Tested the primitive on glitch-soc<-Mastodon (a near-mirror soft-fork, structural twin of Forgejo<-Gitea). Result: WALK - glitch-soc had merged Mastodon main the DAY BEFORE the audit (HEAD tracking 4.6.0 > all patched branches); all 6 sampled High/consent/IDOR fixes present. The Forgejo premise did NOT reproduce, and the reason is cadence: - Slow / batch-merge fork (Forgejo) = PERSISTENT window. Forgejo lagged a whole batch of Gitea's 06-14 advisories by days-to-weeks -> 4 gaps open at HEAD on any given day. High EV anytime. - Fast near-mirror fork (glitch-soc) = TRANSIENT window. It merges upstream main within ~a day, so the gap is only open in the short interval AFTER an upstream security release and BEFORE the fork's next merge-upstream PR lands. Checking at a random time -> almost always synced -> WALK.

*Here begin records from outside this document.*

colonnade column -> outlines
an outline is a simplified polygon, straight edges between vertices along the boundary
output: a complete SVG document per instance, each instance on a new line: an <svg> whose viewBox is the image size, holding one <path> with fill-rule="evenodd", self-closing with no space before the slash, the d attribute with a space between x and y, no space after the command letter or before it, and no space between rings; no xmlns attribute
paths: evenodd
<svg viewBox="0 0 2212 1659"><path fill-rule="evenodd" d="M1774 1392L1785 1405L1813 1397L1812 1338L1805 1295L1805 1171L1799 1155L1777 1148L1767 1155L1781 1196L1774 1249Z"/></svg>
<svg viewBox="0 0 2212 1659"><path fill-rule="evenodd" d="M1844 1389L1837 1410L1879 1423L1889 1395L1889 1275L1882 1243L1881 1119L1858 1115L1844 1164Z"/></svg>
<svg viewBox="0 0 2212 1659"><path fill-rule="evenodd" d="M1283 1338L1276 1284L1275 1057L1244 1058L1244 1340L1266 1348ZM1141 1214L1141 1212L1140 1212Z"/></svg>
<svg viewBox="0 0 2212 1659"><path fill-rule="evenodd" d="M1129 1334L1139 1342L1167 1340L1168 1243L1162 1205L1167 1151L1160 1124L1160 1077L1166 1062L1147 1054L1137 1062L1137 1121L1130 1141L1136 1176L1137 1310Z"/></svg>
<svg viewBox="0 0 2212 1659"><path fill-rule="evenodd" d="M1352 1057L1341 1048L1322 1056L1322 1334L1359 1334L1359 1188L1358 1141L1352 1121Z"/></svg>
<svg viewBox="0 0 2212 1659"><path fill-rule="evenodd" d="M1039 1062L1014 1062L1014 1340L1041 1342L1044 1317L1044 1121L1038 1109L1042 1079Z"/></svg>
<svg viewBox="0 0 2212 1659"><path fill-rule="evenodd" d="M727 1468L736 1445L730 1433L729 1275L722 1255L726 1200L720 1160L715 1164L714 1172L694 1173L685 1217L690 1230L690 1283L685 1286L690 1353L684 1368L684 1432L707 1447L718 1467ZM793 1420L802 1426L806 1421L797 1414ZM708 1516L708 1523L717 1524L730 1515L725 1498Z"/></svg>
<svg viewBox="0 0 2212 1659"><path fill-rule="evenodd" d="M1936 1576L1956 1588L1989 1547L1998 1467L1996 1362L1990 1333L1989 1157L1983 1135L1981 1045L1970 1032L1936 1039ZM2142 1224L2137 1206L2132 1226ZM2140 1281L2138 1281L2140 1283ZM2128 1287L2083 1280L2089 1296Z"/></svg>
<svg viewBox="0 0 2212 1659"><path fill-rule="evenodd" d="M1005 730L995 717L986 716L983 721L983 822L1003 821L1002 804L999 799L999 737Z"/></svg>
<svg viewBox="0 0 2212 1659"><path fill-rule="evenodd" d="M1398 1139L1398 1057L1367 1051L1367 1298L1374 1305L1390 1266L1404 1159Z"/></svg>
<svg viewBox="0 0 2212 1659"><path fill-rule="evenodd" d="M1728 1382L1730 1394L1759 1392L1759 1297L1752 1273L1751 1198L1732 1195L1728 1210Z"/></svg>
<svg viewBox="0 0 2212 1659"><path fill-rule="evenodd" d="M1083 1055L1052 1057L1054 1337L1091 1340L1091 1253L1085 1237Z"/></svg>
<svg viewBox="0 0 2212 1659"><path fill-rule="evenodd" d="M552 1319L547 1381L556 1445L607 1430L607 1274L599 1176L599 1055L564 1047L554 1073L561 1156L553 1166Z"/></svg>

Operational rule: before spending a cross-fork agent, FIRST check the fork's merge cadence + last-sync date vs the date of the most recent upstream security release. - If the fork's last sync PREDATES a fresh upstream security release -> window OPEN, high EV, go. - If the fork synced AFTER the latest upstream advisory (or has no recent upstream advisory to lag) -> window CLOSED, WALK, do not spend the deep audit. - For fast near-mirror forks, the trigger is EVENT-DRIVEN: watch upstream's security advisory feed; the moment upstream ships a security release, immediately check the fork before it merges. Untimed = wasted. This makes the primitive a TIMED/triggered hunt for fast forks (watch upstream advisories -> pounce in the merge gap) and an anytime hunt for slow forks (Forgejo, Gogs-class). The cheap disclosure+merge-state gate (~50k tokens) correctly fails-fast on synced forks.